First, Missourians are leery of using “sin” taxes to fund other programs, especially education. This was the same tactic used to legalize gambling in Missouri. Lawmakers said the revenue from gambling would go to education. They did not tell voters, however, that the money would supplant not supplement existing funds to education. There are fears that the same would happen with proposals to raise tobacco taxes.
Second, using tobacco taxes to fund other programs simply does not make economic sense. Missouri’s lowest-in-the-nation tobacco taxes help draw in an untold number of shoppers across state lines, especially in Kansas City and along the Illinois border. These shoppers make it a point to buy their cigarettes in Missouri, thus creating sales for our local businesses and generating tax revenue for the state. Raising the tobacco tax would deter these shoppers.

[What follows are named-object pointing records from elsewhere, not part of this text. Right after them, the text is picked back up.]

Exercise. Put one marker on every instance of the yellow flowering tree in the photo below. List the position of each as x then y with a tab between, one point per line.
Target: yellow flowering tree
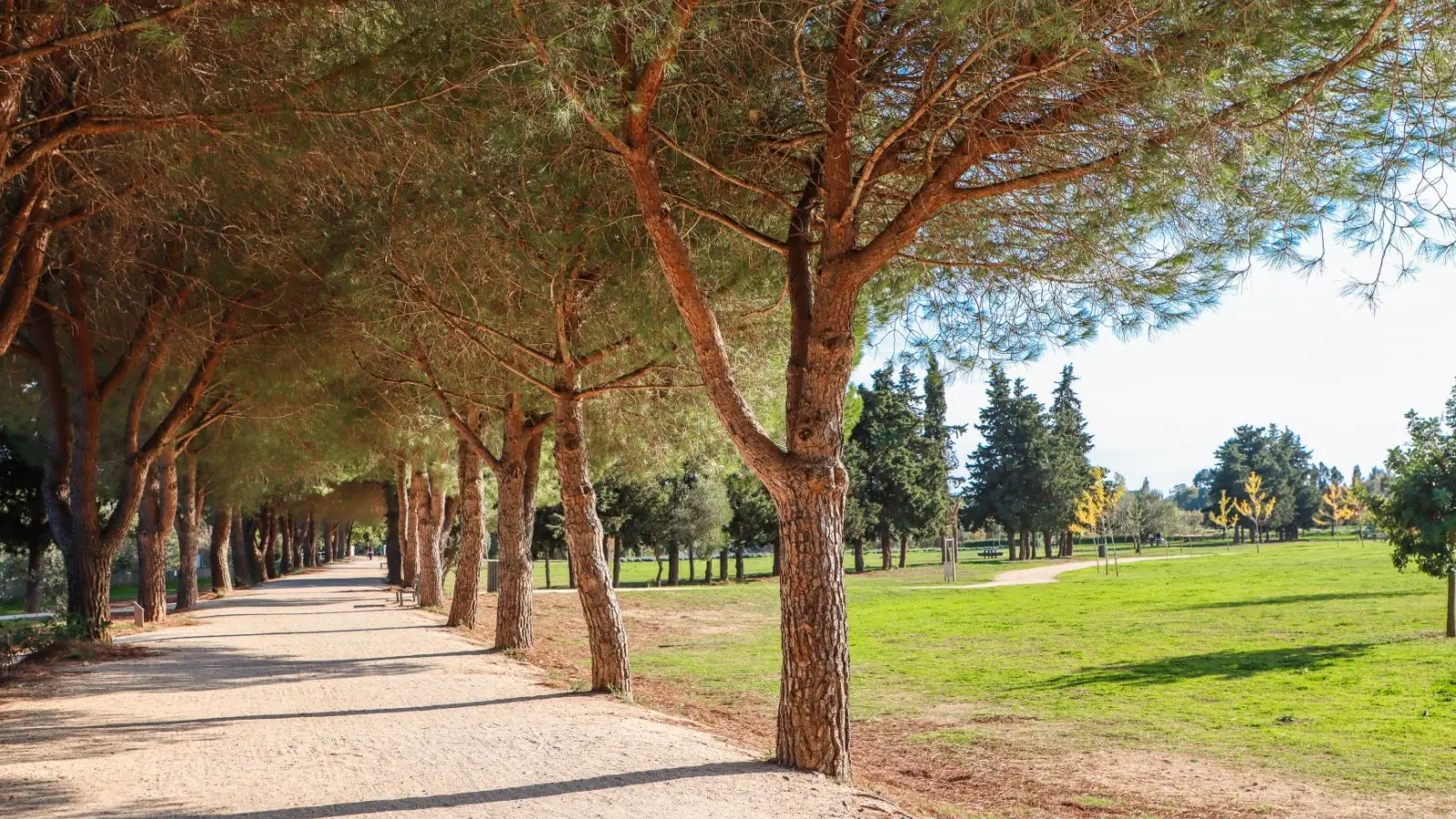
1096	506
1227	515
1259	506
1337	506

Tobacco taxes also have the negative distinction of being one of the most regressive taxes. Smokers tend to be from lower-income households. At the same time, middle-income families would benefit from many of the programs created from increased tobacco taxes, such as college scholarships. Thus, if Zweifel and Koster’s proposal was implemented, low-income families would be subsidizing the college education of middle-income families. What is the “fair share” for smokers to pay for a middle-class student’s college education?
The truth of the matter is that smokers are an easy group to target. Few, except for other smokers, are sympathetic to their plight. At the same time, we all support better educational opportunities for Missouri students. Therefore, taxing smokers is a relatively easy way to raise taxes to fund educational programs.
If lawmakers are seriously concerned about the negative externalities causes by smokers, they should direct tobacco tax revenue directly back to smoking prevention programs and the Medicaid costs for smokers. That is the only logically and economically consistent use of the tax revenue.
James V. Shuls, Ph.D., is an assistant professor of educational leadership and policy studies at the University of Missouri–St. Louis and a fellow at the Show-Me Institute, where Michael Rathbone is a policy researcher.